A year later, in September 2019, Macon wrote a letter to City Attorney Bernard Pishko on behalf of Jones with the subject line “Terrion Jones v. City of Norfolk,” requesting the city repurchase the land because it was “undevelopable.”

“My client is unable to build on the property which is essentially worthless at this time,” Macon wrote. “The City should consider repurchasing this property from (Jones) at the sales price obtained by the City at the time of the purchase.”

Macon said the city treasurer’s office had been “warned” by the city planning department via email before the sale that the parcels should not be sold due to the inability to build on the site.

An email shows a city planner informed the treasurer’s office in July 2019 the lots were unbuildable because the property is entirely within the Chesapeake Bay Preservation Area, the land that borders streams and other bodies of water that flow into the bay. The area is typically banned from development under state law.

In a recent interview, Macon said Jones “absolutely” planned to sue if the city didn’t buy it back.

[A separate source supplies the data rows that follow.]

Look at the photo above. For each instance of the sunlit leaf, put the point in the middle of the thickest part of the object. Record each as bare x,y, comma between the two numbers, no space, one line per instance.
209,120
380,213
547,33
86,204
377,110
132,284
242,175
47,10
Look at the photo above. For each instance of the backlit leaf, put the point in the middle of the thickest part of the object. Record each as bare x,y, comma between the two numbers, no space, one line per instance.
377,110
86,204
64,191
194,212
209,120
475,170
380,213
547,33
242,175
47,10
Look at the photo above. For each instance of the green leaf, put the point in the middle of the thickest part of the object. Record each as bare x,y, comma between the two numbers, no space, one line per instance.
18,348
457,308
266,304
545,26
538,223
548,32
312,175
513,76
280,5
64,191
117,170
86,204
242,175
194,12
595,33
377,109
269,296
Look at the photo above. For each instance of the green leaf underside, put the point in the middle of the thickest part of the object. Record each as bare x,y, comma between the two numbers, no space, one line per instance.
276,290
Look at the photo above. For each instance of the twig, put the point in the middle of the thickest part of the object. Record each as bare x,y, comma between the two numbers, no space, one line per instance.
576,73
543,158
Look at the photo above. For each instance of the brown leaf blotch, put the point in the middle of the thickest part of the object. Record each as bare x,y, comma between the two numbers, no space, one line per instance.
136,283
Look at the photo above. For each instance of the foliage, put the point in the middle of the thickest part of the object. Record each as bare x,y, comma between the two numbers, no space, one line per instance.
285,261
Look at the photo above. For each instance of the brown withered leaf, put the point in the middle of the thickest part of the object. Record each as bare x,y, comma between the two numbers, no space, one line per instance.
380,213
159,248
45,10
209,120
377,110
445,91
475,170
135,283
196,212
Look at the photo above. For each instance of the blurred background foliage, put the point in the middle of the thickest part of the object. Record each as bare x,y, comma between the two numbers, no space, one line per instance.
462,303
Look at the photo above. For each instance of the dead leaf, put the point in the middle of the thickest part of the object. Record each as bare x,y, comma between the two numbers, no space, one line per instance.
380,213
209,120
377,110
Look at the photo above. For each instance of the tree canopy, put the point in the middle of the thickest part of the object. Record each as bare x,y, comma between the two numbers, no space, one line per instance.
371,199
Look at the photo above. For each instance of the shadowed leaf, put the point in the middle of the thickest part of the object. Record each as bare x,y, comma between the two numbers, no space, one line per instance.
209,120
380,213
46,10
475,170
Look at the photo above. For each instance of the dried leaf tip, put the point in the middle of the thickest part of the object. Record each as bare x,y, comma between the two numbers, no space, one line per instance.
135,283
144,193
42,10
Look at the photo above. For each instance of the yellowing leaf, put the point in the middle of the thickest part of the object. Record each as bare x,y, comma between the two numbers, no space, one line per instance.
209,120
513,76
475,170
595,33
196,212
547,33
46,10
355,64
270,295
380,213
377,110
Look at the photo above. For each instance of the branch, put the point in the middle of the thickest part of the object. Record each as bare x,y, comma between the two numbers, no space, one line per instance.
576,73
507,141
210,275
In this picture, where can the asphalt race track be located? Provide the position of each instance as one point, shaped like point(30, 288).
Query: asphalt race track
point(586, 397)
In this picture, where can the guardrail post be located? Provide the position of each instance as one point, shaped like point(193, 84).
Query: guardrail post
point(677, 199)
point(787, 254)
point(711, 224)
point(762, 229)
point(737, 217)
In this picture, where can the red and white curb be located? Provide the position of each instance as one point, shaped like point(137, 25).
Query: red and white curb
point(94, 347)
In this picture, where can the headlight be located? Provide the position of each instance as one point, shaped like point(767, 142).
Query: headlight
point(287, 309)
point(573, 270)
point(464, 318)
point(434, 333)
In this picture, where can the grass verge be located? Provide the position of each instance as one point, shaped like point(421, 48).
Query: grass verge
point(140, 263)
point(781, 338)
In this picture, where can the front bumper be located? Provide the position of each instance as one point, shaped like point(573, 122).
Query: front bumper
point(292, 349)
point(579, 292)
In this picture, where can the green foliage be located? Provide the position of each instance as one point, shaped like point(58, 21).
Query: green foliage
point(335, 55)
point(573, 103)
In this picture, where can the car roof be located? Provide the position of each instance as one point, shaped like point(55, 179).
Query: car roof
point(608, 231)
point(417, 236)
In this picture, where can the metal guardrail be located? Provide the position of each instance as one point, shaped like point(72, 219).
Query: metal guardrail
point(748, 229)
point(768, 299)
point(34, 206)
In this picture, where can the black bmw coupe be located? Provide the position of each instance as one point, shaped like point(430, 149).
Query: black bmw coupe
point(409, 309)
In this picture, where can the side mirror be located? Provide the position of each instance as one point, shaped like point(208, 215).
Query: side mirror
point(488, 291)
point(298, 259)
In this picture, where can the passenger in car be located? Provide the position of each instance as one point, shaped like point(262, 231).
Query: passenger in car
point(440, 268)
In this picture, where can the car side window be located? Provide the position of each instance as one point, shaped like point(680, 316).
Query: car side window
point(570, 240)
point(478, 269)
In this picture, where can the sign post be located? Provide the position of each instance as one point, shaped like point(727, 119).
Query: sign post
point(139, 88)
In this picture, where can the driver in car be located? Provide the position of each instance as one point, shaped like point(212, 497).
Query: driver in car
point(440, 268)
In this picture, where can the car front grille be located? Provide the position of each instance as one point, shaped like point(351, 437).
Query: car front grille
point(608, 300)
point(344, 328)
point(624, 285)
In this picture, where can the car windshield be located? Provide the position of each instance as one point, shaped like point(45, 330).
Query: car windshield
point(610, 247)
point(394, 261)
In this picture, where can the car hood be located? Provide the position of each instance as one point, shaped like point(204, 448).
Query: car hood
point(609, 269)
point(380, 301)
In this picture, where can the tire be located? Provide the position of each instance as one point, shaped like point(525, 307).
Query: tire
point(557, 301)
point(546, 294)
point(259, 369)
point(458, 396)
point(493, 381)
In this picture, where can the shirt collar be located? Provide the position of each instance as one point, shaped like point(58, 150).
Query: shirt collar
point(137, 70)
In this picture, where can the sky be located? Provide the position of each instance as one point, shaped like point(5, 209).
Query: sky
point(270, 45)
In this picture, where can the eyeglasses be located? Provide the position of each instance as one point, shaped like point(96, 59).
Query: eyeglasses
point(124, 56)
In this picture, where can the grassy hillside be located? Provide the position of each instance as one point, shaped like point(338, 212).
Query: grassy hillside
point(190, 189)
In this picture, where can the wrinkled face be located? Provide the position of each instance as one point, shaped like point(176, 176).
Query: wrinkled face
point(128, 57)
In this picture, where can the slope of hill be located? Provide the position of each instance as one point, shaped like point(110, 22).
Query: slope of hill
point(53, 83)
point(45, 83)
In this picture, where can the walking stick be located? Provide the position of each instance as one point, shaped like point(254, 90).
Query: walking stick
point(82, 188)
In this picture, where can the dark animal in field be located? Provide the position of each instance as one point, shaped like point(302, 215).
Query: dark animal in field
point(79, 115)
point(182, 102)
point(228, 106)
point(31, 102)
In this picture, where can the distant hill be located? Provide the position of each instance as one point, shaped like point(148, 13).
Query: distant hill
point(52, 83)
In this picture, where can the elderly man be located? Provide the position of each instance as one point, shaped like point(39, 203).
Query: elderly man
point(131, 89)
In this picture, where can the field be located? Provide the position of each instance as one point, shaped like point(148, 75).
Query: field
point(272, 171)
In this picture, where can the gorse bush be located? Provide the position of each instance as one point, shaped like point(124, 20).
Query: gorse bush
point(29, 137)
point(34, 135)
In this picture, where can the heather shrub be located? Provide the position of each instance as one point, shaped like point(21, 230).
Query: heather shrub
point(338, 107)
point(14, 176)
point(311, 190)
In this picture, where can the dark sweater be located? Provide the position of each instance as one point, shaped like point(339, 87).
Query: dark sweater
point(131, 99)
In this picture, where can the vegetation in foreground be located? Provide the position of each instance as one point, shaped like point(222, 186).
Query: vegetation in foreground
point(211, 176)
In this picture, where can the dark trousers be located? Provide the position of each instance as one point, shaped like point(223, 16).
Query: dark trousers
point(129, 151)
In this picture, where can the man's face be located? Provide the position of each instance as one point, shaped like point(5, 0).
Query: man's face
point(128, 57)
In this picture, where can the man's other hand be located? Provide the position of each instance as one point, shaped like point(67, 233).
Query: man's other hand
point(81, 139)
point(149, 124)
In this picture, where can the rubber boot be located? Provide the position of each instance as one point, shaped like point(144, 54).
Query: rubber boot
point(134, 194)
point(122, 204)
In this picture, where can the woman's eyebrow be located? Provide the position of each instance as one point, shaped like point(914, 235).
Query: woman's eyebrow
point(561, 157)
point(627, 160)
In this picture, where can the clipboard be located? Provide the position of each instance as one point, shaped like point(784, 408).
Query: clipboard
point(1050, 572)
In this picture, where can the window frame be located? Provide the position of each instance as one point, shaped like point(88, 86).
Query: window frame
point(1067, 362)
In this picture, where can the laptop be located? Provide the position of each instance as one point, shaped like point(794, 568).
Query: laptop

Alexander maintains he was unaware Jones planned to sue the city and had no involvement in him selling the land back to the city. But he said he was informed by Macon around that time that the land could not be developed, and directed Macon to contact the city attorney’s office.

Whether a lawsuit against the city would have been successful is questionable.

The terms and conditions of the city’s sale to TLTJ states the parcels were sold, “AS IS, WITH ALL FAULTS,” in all capital letters, and states that “All parcels are bought at the purchaser’s own risk.” Land transactions typically require the buyer to conduct their own due diligence to determine whether the land will suit their needs.

“The burden is on the buyer,” said Jeremy Root, a real estate attorney and chair of the Virginia Bar Association’s Real Estate Law Council.

Emails from the city attorney’s office responding to Macon’s letter were redacted, as the city cited attorney-client privilege. But several months later, in early 2020, dozens of emails show city employees in the environmental, public works and budget offices trying to find grant money to make the buyback happen.

Finding none, city officials looked to the city’s general fund, and ultimately paid for it with 2016 capital improvement funds earmarked for land acquisition.

Across numerous emails in spring 2020, city officials repeatedly said Norfolk needed the Marlow Avenue properties “to create an open green space for the public and for the protection of the land which is in the Chesapeake Bay Preservation Area.” There was no mention of any potential legal action.

When the City Council approved the purchase in September 2020 — for $29,000, the amount Jones’ group paid for it — the justification presented to the public was for “public greenspace” and to “protect wetlands.” There was no mention that the city had sold the property three years earlier.

Councilman Tommy Smigiel, who represents the area, said he was unaware at the time of any potential legal action stemming from an issue with the property owner.

After the purchase was approved, records show the city paid $2,400 for an environmental study of the land. If the city intended to develop the property into anything but raw land, nothing has materialized.

City spokesman Chris Jones said a “finished greenspace was never the intent” of the city’s purchase.

“This site is on non-buildable wetlands and thus serves as greenspace in its current status, with existing vegetation functioning to preserve the wetlands/watershed that abuts these parcels within a designated Chesapeake Bay Preservation Area,” Jones said in an email.

Pishko told The Pilot the city “is the better owner” of the property because it prevents it “from again being abandoned by private owners.”

Tess Baker, who lived next door to the property from 2014 until August, said it never changed in the eight years she lived there. When she learned the city bought it, she said she thought it was being purchased as right-of-way for a new road or highway.

“I remember telling my husband, ‘Why would the city buy that land? It’s not like they can put anything on it,’” Baker said. “It’s just some wetland with some mosquitoes.”